There is an interesting comics-related spinoff, though.



Vertigo has done a prequel book, I Am Legend: Awakening, that is presented online here, as part of Warner Bros. official movie web site. No word so far on whether or not DC is ever going to make a print version available.

It's an interesting experiment. I'm ambivalent about online comics as a whole, I admit it -- I prefer something in print, that I can hold in my hands -- but this is lovely work, and almost all of the short stories in this prequel collection are weightier than the main story of the Will Smith movie. There are entries from Steve Niles (him again!) and Bill Sienkewicz, Dawn Thomas and Jason Chan, and even a story by Matheson's son Richard Christian Matheson with art by David Levy. The project is endorsed by Matheson Senior himself, according to publicity at the 2007 San Diego Con, and the Niles/Sienkewicz entry was available there as a giveaway promo comic -- dealers are moving quite a few of those on eBay, if you prefer a printed version as well. Or you could download the PDF version and print that out, I suppose -- I confess, that's what I did so I could get this column written. I guess I'm too old school.

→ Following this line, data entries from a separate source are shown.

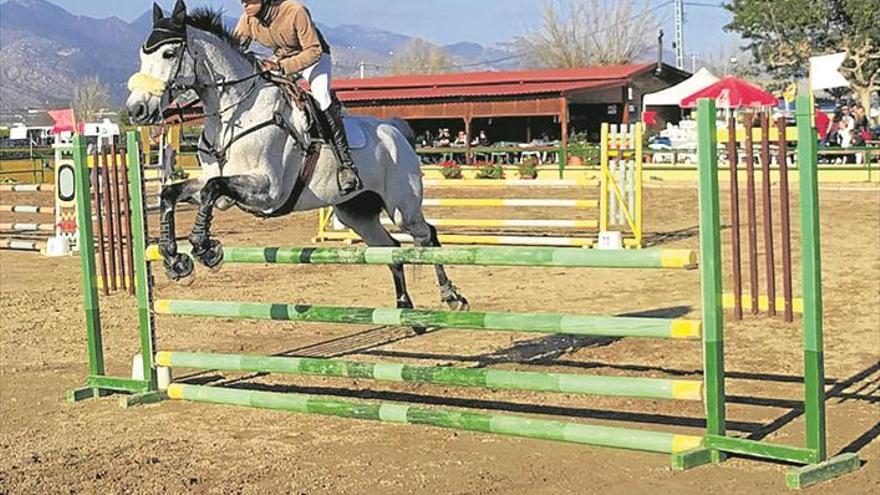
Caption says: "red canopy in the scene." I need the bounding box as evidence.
[681,76,779,108]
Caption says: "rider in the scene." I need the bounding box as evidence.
[235,0,363,195]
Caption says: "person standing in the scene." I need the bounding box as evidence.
[234,0,363,195]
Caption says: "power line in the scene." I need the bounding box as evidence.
[336,0,675,76]
[426,0,675,70]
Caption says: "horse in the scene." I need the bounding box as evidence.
[126,0,468,310]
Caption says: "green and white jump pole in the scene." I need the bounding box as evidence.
[68,97,860,488]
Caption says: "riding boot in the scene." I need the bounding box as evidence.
[325,98,364,196]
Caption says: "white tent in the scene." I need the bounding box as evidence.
[642,67,719,108]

Nevertheless, it opens a door to a possible new way of doing business for DC. And it's nice to see that Richard Matheson (and son) are actively participating in the comics project. Admittedly, I wanted to like it better than I did -- mostly I'd have to call it "okay but not great" -- but it's nice that it's happening at all. There is a promised Book Two in the works and I'll be curious to see what that looks like. But it's not the real I Am Legend, at least not to me.

I do have hopes that someday I'll get to see a faithful version of I Am Legend on the big screen, complete with scientific vampire biology and suburban ruins and the gentle, decent family man who eventually becomes a monster that terrifies a society of monsters. Someday. And in the meantime, we still have the novel. If the various adaptations lead folks there, that's worth something.